A construction permit for the expanded band station was assigned the call letters WHTE on June 5, 1998. The FCC's initial policy was that both the original station and its expanded band counterpart could operate simultaneously for up to five years, after which owners would have to turn in one of the two licenses, depending on whether they preferred the new assignment or elected to remain on the original frequency, although this deadline was extended multiple times. The FCC also had a general policy that both an original standard band station and its expanded band counterpart had to remain under common ownership. In 2008 Clear Channel Communications requested a waiver in order to sell WDDD on 810 AM, but not the station on 1690 AM, to Withers Broadcasting of Southern Illinois, LLC. However, this request was denied, and on July 31, 2012, WDDD was deleted.

In most cases the expanded band station remained in the same market as the original standard band station. However, in 2003 the 1690 AM authorization was moved 280 mi north to Berwyn by owner Clear Channel, in order to take advantage of the Chicago metropolitan area's greater population, and the call sign changed to WRLL.

WRLL began broadcasting from this new location in early October 2003. Its slogan was "Real Oldies 1690", featuring pop music artists from the 1950s and early 1960s such as Frank Sinatra and Perry Como, as well as the rock and roll hits of the period. "Real Oldies" originated at sister station WSAI in Cincinnati and was also carried on WCOL in Columbus, Ohio; WHNE in Ann Arbor, Michigan, also aired a variation of the format identified as "Honey Radio". "Dangerous Dan" Allen created the format initially for WSAI, where he was program director and a weekday afternoon DJ.

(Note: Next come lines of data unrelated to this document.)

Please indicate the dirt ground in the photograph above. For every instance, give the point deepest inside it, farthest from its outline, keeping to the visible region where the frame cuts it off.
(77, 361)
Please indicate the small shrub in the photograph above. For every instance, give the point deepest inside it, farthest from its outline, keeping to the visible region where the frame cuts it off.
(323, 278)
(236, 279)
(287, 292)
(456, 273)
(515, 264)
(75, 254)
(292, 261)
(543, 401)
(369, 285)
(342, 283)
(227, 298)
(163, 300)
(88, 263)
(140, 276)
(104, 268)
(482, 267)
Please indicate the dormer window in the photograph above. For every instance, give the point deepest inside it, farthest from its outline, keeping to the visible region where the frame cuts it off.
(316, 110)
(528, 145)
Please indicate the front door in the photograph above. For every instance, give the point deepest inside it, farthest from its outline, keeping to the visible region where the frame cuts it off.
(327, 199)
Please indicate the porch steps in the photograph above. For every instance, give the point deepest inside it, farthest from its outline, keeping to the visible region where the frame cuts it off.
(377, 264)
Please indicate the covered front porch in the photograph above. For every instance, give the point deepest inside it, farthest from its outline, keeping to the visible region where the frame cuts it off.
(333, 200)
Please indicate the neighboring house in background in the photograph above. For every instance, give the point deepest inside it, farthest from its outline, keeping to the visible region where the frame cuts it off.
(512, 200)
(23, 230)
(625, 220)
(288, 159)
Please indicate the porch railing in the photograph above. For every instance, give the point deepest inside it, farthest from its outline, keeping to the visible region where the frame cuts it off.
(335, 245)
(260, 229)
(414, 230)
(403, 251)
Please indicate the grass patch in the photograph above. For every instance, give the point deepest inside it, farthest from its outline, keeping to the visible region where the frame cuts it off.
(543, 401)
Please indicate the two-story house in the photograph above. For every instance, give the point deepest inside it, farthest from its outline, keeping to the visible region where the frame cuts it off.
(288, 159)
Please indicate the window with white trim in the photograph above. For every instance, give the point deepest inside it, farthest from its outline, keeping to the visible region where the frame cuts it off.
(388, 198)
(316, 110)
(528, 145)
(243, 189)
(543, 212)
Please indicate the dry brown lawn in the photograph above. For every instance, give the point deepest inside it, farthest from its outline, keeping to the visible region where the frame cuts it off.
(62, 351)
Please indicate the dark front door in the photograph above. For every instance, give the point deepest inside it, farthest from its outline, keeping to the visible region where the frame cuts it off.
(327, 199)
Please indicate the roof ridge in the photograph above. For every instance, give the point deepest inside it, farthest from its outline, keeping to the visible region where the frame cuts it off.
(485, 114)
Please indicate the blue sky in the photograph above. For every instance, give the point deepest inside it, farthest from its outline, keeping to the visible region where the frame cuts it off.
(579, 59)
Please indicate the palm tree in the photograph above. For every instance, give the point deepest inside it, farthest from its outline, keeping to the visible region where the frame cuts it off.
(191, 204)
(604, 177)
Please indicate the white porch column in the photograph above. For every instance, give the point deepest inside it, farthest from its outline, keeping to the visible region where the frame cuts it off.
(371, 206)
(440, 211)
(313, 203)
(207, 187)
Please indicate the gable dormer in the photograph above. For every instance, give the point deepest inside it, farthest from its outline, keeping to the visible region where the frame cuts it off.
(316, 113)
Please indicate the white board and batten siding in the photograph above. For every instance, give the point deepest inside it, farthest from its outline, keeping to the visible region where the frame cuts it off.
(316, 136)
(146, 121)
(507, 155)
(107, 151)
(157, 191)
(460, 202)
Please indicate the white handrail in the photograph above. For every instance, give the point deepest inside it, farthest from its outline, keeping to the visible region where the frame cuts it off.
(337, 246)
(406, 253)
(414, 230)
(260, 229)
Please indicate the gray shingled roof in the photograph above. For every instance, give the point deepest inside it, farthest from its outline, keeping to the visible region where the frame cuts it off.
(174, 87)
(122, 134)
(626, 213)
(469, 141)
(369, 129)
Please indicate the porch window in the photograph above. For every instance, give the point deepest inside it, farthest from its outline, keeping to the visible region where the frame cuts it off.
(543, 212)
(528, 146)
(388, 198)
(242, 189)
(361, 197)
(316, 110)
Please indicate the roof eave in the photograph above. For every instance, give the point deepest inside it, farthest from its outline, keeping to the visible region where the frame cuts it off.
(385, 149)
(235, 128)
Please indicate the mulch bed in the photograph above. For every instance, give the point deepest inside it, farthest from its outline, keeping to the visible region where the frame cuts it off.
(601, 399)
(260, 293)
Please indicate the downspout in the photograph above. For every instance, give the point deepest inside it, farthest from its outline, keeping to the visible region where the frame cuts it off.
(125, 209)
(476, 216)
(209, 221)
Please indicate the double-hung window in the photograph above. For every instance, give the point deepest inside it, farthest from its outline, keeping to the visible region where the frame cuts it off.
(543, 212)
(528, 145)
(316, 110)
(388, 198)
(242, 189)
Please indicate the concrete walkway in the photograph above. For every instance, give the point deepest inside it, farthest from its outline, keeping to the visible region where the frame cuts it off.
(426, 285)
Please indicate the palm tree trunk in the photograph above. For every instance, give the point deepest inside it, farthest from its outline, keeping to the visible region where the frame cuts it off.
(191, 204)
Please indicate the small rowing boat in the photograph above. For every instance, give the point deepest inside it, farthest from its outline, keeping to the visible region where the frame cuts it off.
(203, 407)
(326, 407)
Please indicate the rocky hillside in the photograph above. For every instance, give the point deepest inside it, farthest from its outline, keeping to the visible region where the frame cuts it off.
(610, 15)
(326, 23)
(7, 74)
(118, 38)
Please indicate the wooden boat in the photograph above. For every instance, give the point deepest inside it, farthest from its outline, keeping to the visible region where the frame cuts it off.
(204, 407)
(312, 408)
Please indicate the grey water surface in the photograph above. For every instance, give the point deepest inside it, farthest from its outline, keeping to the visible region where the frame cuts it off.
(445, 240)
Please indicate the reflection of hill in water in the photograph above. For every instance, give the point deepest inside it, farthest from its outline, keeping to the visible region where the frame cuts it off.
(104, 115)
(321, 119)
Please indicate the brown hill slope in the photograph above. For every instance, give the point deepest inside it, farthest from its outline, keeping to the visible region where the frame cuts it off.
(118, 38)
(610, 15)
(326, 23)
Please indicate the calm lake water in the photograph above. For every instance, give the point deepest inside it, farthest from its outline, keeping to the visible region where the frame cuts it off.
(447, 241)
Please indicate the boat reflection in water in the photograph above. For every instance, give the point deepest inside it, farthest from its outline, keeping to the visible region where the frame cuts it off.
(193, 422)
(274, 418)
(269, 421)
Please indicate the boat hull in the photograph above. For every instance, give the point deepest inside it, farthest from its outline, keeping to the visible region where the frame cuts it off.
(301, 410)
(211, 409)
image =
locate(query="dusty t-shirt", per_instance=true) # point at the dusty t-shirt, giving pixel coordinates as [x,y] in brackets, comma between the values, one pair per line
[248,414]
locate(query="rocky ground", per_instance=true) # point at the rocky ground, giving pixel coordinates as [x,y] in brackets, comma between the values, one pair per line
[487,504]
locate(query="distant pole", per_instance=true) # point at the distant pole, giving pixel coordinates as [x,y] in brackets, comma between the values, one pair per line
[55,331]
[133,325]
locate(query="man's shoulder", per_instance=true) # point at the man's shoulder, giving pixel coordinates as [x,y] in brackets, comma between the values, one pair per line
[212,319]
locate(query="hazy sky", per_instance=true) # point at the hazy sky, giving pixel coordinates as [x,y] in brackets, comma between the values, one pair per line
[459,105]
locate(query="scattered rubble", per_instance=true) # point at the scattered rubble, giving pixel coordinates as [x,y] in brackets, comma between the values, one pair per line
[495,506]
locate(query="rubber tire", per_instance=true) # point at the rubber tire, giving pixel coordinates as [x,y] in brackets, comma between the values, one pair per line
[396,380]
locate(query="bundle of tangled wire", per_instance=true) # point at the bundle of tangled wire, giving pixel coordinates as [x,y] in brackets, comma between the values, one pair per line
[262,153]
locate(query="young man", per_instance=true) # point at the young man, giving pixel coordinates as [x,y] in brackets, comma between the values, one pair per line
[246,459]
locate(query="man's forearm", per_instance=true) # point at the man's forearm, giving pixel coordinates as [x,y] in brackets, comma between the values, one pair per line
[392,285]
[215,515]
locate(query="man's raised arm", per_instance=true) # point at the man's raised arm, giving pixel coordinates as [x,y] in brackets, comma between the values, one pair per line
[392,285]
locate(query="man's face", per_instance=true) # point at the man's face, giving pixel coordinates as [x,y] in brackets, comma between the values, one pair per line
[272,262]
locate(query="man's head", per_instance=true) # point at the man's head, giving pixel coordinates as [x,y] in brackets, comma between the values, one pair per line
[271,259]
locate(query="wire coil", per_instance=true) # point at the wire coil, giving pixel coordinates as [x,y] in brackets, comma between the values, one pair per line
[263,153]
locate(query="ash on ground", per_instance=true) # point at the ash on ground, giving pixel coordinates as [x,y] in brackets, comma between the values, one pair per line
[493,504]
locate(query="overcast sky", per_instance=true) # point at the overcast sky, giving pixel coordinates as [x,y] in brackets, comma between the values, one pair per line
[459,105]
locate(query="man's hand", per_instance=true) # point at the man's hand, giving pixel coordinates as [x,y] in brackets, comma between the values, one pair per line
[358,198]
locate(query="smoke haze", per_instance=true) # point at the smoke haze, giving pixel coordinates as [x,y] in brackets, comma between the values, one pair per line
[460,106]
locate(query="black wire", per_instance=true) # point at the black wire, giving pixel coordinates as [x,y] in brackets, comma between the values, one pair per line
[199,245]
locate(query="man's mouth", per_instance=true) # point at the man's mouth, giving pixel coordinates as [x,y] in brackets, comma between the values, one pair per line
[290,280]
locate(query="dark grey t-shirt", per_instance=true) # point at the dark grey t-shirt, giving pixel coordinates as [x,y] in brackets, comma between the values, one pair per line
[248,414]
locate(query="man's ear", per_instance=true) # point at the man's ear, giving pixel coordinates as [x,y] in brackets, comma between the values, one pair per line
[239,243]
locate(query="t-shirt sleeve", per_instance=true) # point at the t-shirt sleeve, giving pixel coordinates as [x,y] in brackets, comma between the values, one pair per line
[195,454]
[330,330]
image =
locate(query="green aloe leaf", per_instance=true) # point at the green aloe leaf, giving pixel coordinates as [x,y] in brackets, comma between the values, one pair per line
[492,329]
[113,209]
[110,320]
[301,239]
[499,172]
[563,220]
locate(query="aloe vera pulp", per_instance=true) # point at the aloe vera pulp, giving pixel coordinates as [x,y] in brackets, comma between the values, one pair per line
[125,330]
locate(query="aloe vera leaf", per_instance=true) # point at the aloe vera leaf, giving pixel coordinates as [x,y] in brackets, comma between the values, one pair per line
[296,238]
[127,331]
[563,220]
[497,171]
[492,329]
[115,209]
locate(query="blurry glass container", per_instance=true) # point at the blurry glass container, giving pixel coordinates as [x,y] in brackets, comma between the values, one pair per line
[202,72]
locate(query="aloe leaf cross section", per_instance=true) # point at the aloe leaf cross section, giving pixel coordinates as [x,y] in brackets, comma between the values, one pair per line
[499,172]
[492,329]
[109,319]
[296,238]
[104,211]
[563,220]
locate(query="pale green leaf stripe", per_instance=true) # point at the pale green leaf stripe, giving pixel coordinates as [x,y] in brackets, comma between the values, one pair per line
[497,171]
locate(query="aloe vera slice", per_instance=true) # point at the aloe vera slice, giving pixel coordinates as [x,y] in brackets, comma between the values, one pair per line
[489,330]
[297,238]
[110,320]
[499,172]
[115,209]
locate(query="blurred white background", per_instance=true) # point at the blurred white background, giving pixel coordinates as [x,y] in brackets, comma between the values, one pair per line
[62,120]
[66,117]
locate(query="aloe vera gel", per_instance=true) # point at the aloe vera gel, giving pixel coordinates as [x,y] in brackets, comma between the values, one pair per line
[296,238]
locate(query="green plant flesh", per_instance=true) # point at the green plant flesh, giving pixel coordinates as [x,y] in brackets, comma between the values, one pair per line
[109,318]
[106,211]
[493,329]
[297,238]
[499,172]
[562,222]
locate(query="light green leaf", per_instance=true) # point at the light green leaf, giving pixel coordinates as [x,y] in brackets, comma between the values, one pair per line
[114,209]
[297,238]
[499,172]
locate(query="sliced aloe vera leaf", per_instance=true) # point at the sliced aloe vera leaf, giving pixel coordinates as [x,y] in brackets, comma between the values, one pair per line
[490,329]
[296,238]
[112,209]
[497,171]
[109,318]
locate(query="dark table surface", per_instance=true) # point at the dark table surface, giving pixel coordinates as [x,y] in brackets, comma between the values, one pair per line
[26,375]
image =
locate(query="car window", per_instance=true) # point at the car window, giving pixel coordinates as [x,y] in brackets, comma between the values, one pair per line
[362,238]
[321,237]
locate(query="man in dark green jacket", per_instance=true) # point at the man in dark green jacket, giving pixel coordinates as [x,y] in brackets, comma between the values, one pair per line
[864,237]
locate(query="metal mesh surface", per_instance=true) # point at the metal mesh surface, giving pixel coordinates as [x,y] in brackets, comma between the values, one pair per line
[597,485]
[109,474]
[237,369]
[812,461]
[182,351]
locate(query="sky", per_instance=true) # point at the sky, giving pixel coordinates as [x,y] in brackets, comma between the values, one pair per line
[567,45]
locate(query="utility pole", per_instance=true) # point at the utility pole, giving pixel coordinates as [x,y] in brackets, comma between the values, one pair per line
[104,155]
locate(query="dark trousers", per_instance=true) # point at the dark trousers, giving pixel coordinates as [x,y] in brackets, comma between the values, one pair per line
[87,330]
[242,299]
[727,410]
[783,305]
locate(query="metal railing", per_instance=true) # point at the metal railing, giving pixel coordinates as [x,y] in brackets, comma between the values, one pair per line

===1690 AM and 1450 AM swap===
On August 15, 2006, WRLL's on-air talent left the station as a pending format change was announced. On August 15, it was announced that African-American talk-formatted WVON would move its format, talk show hosts and call letters from its longtime spot on the dial at 1450 AM to 1690 AM, effective September 18, 2006. WVON signed an agreement with Clear Channel allowing them to lease the station with an option to buy, and obtain marketing, promotional and production assistance from them as well. The oldies format ended at midnight CDT on September 16, 2006.

On September 18, 2006, the WRLL call sign moved from 1690 AM to 1450 AM, with WVON's call sign and programming doing the reverse, moving from 1450 AM to 1690 AM. (According to standard FCC practice, this technically was not a deletion of WRLL 1690 AM, and instead was merely a call letter change, to WVON, for the continuing operation of "Facility ID# 87178" on 1690 AM).

==Personalities==
The station featured radio legends Larry Lujack and Tommy Edwards in the morning drive, along with news reporter Kathy Worthington. Other legendary Chicago area radio personalities from WLS and WCFL followed Tommy Edwards and Larry Lujack on the air, including Scotty Brink middays and "World Famous" Tom Murphy in the evening drive. Chicago radio and television personality Jerry G. Bishop, well known as the original "Svengoolie", was the Sunday afternoon DJ on the station. Former WCFL DJ Ron Britain also had a weekday show for a brief time.

Oldies radio veteran and music historian Ron Smith was heard weekday evenings and Saturday mornings, and suburban radio mainstay Len O'Kelly was heard overnight weekdays and Saturday afternoon. Smith's shows included his weekly Foreign Friday feature and Saturday morning/Sunday afternoon Real Oldies Chicago Top 20 Countdown program, which spotlighted the local hits on a certain week in history.